BVI, Germany’s fund industry body, has called on the country’s government to use the remaining months of its presidency of the EU Council to push the fixing of certain aspects of current EU sustainability-related financial regulation.
It also called for future corporate non-financial reporting obligations to be in accordance with a mandatory EU standard that should apply to all companies seeking funding on EU capital markets, including those based outside the bloc if their shares are listed on a regulated EU market.
Germany holds the rotating presidency of the EU Council until the end of the year and is also looking to boost Germany’s reputation as a location for sustainable finance.
According to BVI CEO Thomas Richter, ”the federal government knows that this will only work in accordance with EU regulation”.
The lobby group said it was calling on the German federal government “to take necessary, even if unpleasant, decisions needed to set a path to foster sustainability without losing sight of the end goal”.
“This means that the government must now do everything in its power in Brussels to promote holistic and practicable sustainability regulation,” the industry group added.
It said it was offering the German government “an institutionalised dialogue based on the intensive formal cooperation that has been developed over some time”.
Outcomes the BVI wants to see pursued during the remaining period of the German EU Council presidency are: uniform criteria for what counts as a sustainable product, postponement of the start of the sustainable finance disclosure regulation (SFDR) to 1 January 2022, and closure of ESG data gaps.
On the topic of uniform criteria, BVI said what was considered a sustainable product was currently regulated consistently across various regulations, giving the example of different requirements placed on sustainable products under amendments to MiFID II compared with those in the SFDR.
This is an issue that Efama, which BVI is a member of, is lobbying on.
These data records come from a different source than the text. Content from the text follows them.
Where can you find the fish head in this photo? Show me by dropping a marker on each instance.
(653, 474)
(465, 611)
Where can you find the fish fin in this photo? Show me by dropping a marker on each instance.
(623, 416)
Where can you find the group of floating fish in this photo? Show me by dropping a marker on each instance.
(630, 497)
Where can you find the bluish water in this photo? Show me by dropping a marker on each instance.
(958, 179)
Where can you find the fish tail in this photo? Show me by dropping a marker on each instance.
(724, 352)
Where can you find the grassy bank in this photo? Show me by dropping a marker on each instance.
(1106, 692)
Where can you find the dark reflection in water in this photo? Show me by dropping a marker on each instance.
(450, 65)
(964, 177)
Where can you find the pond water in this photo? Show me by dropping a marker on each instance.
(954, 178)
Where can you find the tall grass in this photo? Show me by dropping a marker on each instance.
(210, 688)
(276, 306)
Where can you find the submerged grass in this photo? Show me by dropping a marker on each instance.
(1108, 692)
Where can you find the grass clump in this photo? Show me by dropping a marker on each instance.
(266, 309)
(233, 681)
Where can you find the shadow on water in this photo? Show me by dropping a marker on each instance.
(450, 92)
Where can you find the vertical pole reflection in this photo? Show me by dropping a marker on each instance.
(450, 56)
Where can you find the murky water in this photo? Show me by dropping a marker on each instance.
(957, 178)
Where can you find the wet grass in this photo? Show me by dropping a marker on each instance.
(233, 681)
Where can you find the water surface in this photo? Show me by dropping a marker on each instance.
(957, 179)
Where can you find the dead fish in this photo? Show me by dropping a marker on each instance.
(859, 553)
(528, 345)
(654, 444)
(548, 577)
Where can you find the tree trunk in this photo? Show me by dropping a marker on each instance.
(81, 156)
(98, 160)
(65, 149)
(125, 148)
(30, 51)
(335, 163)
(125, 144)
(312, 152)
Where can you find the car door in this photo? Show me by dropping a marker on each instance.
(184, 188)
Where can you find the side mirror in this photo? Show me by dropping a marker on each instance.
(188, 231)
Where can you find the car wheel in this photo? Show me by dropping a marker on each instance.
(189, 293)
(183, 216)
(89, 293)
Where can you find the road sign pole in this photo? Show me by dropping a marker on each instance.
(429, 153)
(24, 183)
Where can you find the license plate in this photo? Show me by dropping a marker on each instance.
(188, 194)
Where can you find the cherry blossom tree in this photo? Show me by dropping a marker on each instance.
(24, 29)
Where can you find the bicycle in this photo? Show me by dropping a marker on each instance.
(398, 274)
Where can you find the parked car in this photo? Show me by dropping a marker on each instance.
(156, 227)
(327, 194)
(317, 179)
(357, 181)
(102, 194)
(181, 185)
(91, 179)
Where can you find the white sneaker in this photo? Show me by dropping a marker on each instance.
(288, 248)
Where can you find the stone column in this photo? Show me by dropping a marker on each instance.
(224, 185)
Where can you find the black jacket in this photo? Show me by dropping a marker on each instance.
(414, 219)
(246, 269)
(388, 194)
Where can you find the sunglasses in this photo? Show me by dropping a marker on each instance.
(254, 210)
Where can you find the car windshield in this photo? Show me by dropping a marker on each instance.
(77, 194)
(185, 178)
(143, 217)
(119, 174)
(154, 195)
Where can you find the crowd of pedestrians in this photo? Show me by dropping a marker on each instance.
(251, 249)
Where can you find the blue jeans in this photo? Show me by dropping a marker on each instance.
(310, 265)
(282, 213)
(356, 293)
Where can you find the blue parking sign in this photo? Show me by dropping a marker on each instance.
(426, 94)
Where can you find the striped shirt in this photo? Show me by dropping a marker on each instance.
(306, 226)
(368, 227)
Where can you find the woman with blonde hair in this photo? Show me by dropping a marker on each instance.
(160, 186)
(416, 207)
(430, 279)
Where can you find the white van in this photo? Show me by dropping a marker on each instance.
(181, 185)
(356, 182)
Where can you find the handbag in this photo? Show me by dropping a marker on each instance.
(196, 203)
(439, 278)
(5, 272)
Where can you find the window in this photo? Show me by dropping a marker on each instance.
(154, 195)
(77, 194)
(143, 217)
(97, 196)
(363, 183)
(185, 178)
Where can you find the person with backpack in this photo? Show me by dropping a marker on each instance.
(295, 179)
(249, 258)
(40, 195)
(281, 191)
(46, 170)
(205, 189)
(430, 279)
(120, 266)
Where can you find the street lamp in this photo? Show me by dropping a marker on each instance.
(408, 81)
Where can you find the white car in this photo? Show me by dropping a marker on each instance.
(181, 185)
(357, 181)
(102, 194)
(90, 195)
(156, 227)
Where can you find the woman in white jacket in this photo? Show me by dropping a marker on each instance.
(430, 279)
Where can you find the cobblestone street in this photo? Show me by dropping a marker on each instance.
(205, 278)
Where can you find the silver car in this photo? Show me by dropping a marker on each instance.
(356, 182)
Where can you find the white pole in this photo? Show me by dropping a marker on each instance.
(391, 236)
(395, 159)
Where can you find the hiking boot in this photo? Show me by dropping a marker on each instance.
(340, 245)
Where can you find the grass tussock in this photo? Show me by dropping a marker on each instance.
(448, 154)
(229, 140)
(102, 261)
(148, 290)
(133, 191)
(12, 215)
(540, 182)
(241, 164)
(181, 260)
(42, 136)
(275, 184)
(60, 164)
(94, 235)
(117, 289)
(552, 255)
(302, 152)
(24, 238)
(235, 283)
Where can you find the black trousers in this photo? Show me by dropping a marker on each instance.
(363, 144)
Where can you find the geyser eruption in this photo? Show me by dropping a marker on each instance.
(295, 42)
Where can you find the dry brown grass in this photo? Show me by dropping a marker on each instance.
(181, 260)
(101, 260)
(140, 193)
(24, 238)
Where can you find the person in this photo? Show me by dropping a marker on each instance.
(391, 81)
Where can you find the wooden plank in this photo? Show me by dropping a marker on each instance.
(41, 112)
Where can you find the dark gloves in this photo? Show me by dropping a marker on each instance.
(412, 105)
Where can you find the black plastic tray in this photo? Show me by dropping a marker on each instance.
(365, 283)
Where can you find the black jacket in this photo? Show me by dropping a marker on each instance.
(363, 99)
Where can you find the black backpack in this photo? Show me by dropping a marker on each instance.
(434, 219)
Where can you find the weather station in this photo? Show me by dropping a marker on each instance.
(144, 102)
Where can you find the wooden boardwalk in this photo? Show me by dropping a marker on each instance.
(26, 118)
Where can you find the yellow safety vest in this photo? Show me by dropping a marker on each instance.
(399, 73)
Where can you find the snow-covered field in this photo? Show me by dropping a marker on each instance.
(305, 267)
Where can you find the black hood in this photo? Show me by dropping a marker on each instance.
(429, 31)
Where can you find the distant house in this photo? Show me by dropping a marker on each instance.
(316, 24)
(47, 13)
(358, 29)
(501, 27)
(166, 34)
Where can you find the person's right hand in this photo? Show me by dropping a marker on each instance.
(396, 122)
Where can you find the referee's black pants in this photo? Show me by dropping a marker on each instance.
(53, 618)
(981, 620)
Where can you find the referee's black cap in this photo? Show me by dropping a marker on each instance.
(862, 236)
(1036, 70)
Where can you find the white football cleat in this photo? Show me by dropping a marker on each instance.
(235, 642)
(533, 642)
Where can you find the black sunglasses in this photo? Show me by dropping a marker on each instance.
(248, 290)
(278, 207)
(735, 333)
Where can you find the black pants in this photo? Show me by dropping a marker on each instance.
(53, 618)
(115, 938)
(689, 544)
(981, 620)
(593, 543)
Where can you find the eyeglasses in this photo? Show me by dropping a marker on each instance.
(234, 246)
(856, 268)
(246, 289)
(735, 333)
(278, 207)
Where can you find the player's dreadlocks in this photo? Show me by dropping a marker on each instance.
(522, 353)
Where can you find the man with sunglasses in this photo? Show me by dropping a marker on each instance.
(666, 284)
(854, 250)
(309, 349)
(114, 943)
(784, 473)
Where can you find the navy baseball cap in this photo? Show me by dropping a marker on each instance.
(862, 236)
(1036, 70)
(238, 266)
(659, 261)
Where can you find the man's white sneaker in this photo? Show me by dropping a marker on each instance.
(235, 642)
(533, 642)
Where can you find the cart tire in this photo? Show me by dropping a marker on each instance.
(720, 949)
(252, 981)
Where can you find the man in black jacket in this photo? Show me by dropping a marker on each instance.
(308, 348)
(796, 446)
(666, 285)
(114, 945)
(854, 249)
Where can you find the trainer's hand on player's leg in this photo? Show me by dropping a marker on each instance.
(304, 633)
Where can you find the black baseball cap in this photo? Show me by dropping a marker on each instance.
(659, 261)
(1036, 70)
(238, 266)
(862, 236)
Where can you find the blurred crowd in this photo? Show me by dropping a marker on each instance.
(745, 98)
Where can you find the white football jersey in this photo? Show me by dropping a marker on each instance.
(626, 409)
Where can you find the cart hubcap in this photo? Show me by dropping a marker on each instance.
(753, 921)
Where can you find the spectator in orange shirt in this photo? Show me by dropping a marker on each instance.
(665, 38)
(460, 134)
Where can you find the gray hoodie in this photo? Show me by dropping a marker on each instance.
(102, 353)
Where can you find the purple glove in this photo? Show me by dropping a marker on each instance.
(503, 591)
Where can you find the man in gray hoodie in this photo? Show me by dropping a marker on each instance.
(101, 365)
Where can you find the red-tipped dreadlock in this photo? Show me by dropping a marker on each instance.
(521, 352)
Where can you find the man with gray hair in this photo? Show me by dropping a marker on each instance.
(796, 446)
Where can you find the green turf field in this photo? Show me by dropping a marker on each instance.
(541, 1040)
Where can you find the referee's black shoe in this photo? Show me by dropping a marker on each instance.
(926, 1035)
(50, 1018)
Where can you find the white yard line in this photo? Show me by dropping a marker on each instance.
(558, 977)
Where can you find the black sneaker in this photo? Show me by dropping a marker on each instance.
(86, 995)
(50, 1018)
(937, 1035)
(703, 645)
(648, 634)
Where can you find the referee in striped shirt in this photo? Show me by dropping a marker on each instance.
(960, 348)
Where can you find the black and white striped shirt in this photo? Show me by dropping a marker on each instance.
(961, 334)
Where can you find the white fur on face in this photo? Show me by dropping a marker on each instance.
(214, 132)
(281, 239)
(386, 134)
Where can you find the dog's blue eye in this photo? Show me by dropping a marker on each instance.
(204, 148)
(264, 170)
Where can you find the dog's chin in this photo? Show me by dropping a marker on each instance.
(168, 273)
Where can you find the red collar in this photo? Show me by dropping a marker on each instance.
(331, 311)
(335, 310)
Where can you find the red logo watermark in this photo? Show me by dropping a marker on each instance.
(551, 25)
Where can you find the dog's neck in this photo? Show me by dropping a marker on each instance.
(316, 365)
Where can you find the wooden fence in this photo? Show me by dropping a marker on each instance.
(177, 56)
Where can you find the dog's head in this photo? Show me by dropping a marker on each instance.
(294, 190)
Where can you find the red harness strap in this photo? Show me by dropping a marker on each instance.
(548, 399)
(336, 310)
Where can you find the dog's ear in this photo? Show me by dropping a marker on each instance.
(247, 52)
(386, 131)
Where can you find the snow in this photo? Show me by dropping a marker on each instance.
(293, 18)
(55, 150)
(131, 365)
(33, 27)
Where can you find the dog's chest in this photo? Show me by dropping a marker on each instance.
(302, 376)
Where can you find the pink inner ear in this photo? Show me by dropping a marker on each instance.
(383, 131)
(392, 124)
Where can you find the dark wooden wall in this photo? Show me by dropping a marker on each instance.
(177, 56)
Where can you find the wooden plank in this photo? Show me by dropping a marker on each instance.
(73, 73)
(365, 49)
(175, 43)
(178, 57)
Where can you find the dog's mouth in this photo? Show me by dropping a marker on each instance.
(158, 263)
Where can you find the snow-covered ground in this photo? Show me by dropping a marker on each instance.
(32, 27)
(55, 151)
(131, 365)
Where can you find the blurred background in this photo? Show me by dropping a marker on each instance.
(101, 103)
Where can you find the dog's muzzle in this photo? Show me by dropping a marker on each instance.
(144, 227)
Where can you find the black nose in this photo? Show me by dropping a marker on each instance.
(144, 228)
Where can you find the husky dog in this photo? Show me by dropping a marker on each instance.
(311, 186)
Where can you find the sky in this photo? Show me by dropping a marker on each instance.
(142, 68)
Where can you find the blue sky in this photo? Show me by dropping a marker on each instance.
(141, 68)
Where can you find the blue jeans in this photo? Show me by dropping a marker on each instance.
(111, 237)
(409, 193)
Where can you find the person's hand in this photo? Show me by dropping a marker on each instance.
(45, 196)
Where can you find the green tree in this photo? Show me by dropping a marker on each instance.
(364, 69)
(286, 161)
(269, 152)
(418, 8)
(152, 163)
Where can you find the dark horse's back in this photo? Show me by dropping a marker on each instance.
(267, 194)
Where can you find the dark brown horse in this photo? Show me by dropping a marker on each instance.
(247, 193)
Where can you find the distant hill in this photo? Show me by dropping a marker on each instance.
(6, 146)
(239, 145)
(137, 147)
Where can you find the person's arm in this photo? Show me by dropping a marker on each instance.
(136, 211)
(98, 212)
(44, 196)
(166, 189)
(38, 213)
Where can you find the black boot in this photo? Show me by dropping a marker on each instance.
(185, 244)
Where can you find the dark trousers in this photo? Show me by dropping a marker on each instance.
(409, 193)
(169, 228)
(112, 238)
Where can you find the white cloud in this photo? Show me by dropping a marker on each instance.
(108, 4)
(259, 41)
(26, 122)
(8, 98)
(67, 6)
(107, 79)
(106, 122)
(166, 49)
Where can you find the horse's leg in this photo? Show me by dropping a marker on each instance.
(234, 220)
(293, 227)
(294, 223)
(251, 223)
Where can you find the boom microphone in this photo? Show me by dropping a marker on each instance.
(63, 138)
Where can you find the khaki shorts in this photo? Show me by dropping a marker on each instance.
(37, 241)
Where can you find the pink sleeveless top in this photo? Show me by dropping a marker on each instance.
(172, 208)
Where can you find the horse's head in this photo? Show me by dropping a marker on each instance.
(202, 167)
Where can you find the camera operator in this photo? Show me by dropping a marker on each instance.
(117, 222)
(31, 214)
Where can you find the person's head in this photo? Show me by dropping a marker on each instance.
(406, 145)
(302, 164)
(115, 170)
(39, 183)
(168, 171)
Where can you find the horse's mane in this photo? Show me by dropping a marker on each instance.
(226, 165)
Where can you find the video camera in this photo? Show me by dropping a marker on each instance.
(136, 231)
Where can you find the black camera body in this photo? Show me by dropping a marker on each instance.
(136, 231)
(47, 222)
Efama is also calling for the postponement of the SFDR, with the likes of PensionsEurope also expressing concerns about the timeline.
In a position paper, BVI also called for the taxonomy to be made more practicable, for example saying criteria for environmentally sustainable activities should have the current market situation as their point of departure and be progressively tightened in order to foster the transformation of the entire economy.